The manuscripts collected in this volume represent the collated presentations made by national and internationally recognized authorities in the field of gastric biology and particularly neuroendocrine cell function of the stomach. The Meeting was devoted to the enterochromaffin-like (ECL) cell and is the first meeting held that has been entirely devoted to this subject. Prior to the recognition of the ECL cell as the pivotal regulator of gastric acid secretion, there was considerable confusion in regard to the mechanism by which the parietal cell was stimulated to secrete acid.
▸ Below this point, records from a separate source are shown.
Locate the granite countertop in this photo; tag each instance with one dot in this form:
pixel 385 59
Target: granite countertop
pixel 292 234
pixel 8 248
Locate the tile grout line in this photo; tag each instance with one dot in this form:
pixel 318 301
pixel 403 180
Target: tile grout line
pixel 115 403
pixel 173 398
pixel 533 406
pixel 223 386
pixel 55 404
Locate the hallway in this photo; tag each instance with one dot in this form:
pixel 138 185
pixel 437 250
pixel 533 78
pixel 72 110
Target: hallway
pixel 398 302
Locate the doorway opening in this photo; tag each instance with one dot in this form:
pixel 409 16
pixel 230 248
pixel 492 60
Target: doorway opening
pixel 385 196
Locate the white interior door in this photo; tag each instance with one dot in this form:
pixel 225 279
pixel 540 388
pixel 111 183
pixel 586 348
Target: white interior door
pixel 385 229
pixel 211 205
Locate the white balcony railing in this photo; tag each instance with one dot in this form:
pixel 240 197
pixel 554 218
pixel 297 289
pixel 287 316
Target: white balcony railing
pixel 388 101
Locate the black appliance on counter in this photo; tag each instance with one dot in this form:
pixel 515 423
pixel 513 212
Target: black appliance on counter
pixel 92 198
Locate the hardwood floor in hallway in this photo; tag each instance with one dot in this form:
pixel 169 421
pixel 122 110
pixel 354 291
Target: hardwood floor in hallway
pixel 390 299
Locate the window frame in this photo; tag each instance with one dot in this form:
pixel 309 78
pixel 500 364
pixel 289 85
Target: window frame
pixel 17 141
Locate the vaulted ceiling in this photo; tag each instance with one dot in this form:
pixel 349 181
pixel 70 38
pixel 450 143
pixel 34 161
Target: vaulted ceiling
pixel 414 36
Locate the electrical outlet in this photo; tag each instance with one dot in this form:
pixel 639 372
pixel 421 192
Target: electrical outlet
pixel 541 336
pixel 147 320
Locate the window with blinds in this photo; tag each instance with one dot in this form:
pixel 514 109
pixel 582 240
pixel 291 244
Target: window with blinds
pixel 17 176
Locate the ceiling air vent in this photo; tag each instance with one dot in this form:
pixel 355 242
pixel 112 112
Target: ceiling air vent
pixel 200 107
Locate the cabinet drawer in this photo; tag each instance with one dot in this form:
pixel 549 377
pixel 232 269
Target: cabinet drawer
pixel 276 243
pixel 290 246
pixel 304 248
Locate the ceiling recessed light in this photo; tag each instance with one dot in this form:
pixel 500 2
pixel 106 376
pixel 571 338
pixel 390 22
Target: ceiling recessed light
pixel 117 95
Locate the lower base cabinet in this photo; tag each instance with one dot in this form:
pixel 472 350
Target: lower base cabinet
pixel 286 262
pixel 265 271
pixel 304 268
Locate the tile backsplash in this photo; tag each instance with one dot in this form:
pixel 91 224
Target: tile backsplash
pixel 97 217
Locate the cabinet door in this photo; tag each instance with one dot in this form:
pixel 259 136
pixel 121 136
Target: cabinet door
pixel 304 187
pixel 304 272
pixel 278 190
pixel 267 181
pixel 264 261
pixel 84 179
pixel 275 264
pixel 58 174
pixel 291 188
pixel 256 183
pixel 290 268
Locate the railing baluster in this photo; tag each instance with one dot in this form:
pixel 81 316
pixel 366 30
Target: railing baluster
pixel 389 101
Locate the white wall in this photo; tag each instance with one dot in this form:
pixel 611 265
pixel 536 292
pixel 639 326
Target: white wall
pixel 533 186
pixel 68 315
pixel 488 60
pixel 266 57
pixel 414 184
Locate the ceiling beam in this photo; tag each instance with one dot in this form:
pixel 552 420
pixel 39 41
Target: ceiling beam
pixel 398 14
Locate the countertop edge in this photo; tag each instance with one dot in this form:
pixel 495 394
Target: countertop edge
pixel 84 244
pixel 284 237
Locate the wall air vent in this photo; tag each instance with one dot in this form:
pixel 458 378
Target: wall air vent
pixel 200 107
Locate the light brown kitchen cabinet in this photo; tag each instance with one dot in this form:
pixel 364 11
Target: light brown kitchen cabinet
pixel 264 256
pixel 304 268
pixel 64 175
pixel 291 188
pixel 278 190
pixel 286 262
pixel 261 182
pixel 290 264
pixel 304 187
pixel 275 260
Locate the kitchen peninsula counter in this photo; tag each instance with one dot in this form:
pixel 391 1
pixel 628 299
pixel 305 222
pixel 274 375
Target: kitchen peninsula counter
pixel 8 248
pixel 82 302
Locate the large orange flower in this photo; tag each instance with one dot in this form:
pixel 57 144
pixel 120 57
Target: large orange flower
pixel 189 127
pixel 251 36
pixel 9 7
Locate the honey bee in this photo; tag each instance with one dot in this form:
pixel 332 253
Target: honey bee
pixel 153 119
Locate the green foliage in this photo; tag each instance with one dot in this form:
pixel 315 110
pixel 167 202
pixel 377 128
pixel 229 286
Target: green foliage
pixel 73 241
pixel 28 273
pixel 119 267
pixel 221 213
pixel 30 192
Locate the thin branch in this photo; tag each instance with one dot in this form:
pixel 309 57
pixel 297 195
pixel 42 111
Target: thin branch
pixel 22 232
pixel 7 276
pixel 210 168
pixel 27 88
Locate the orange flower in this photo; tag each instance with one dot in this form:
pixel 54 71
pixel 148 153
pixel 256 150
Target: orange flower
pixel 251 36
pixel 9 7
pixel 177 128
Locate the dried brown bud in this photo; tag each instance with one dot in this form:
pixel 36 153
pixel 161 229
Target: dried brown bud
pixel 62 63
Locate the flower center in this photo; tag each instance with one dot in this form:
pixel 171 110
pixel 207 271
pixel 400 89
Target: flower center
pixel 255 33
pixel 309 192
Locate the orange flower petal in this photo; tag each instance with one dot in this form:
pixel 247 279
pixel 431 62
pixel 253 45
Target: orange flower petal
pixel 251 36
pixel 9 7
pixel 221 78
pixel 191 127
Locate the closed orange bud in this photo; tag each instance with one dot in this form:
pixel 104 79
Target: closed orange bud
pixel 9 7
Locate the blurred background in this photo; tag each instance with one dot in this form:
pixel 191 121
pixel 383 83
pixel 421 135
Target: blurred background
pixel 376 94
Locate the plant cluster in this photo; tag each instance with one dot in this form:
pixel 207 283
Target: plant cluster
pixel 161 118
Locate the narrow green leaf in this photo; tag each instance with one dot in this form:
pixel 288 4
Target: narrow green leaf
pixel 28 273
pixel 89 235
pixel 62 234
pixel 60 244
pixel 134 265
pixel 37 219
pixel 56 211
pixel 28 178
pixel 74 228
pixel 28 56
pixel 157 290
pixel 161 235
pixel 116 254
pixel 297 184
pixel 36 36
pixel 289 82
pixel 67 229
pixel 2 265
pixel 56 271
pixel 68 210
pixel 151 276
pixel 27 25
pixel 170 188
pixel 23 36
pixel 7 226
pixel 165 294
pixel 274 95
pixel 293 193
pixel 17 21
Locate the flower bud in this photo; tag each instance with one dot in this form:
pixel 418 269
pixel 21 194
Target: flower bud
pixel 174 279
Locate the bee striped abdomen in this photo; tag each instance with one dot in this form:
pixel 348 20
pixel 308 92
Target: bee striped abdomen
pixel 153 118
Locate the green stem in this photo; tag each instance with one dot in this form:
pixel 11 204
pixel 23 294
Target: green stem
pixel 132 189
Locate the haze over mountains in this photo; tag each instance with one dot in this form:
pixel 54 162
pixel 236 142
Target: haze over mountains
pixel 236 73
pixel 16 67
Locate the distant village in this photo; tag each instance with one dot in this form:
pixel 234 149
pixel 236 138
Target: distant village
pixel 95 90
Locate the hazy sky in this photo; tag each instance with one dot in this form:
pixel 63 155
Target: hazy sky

The identification of the ECL cell and the recognition of its primary secretory product, histamine, dispelled the previous notion that antral gastrin directly regulated parietal acid secretion. Indeed, the subsequent demonstration of a gastrin CCKB receptor on the ECL cell and the elucidation of the role of gastrin as an agonist of ECL cell function effected a major alteration in the conceptual understanding of acid secretion and the trophic regulation of the gastric mucosa. The more recent unraveling of the effects of hypergastrinemia of the regulation of ECL proliferation has shed considerable light on the genesis of gastric carcinoid tumor formation and provided fundamental biological insight into the regulation of endocrine cell proliferation. Similarly, the further delineation of the cellular mechanisms by which histamine secretion and acid secretion are intertwined has provided important insights into the biology of the gastric mucosa and the pathobiology of low acid and hypergastrinemia states. Clearly, the ECL cell is a pivotal structure both in the physiology and pathophysiology of gastric function about which much remains to be learned. The current status of knowledge in this area has been collated in this volume and should allow for an overview of current concepts in ECL physiology and biology.